Often dismissed as a laggard in the global cyberarms race, North Korea has long been seen as a chronic cyber-superpower wannabe. Its poverty, minimal Internet access, and paucity of malicious software to its credit together have indicated that the "hermit kingdom" has just not yet arrived.
But that equation is changing. While the North's nuclear ambitions and maltreatment of its citizens absorb diplomatic bandwidth, a four-year cyberattack-and-espionage campaign targeting South Korean banks, news media, telecoms, and military think tanks has revealed North Korean cyberwarfare capabilities to be far more potent than previously believed, US experts say and new analyses show…

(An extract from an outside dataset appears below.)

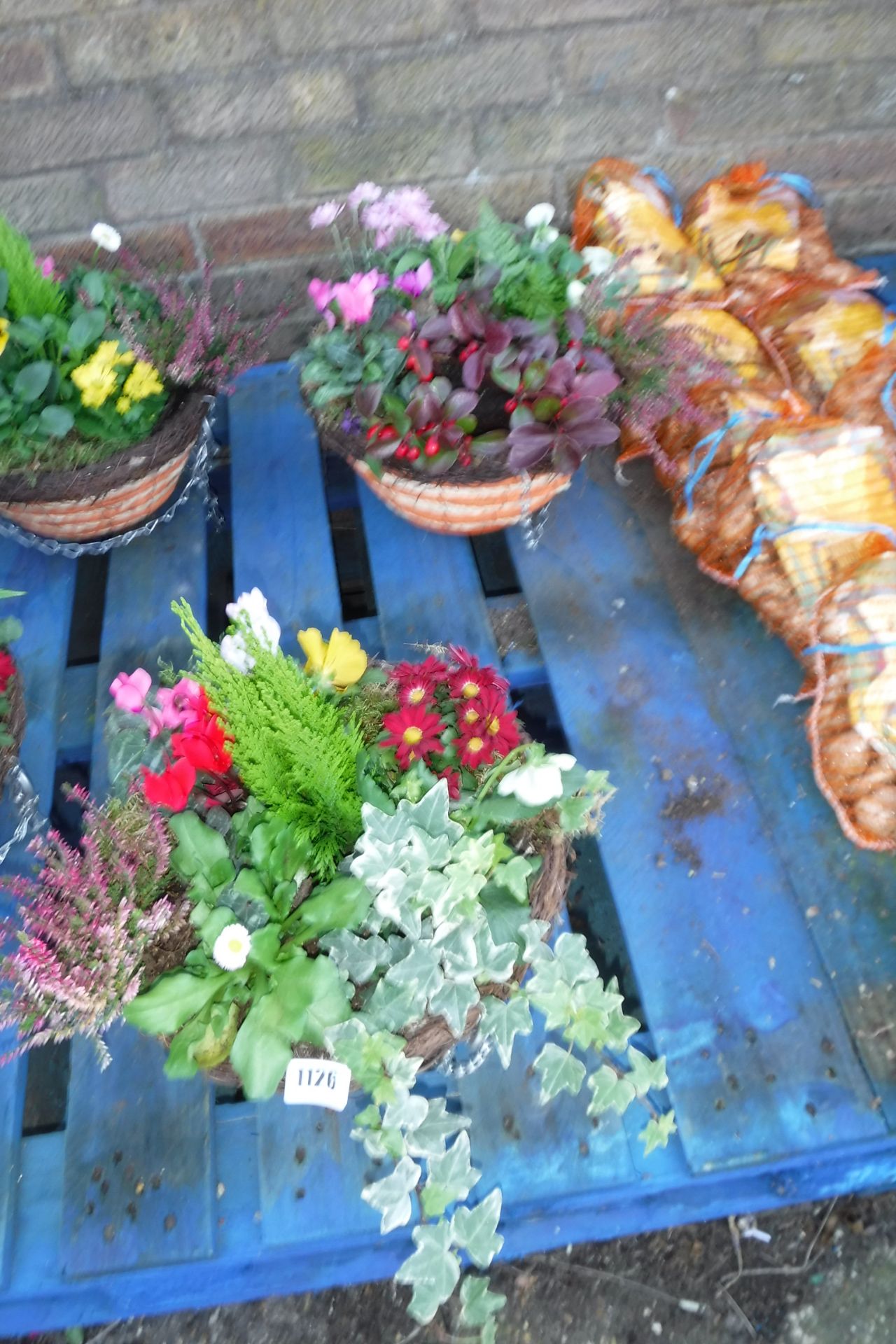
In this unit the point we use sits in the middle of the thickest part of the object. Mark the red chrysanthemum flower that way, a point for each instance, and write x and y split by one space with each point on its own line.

…"China plays a major role in supporting the North's cyber-operations," says Steve Sin, a former senior analyst at the Open Source Intelligence Branch of the Directorate of Intelligence at US Forces Korea and author of a 2009 study of North Korea's cyber-capability. "If nothing else, China's government is complicit in what North Korea is doing, because they could just shut down or throttle back its Internet connection, but they're not."…
…Overall, the arrangement leaves China in an excellent position to deny knowledge of any cyberattacks by the North on other nations, experts say.
“China can simply say, ‘We don’t know what’s going on, how can you pinpoint this to North Korea,’ ” says Lee Sung-yoon, a North Korea specialist at the Fletcher School of Law and Diplomacy at Tufts University in [Medford,] Mass.
By bolstering or even enabling North Korea’s cyberwarfare capabilities, China enhances its traditional geopolitical pit-bull-on-a-chain stance in which North Korea buffers China’s southern flank, while also keeping the US, Korea and Japan diplomatically off balance in Asia, he and other experts say.
“The Chinese are probably quite pleased with North Korea’s cyber-saber rattling,” Dr. Lee adds. “It’s really no threat to them and strengthens their hand with respect to Washington.”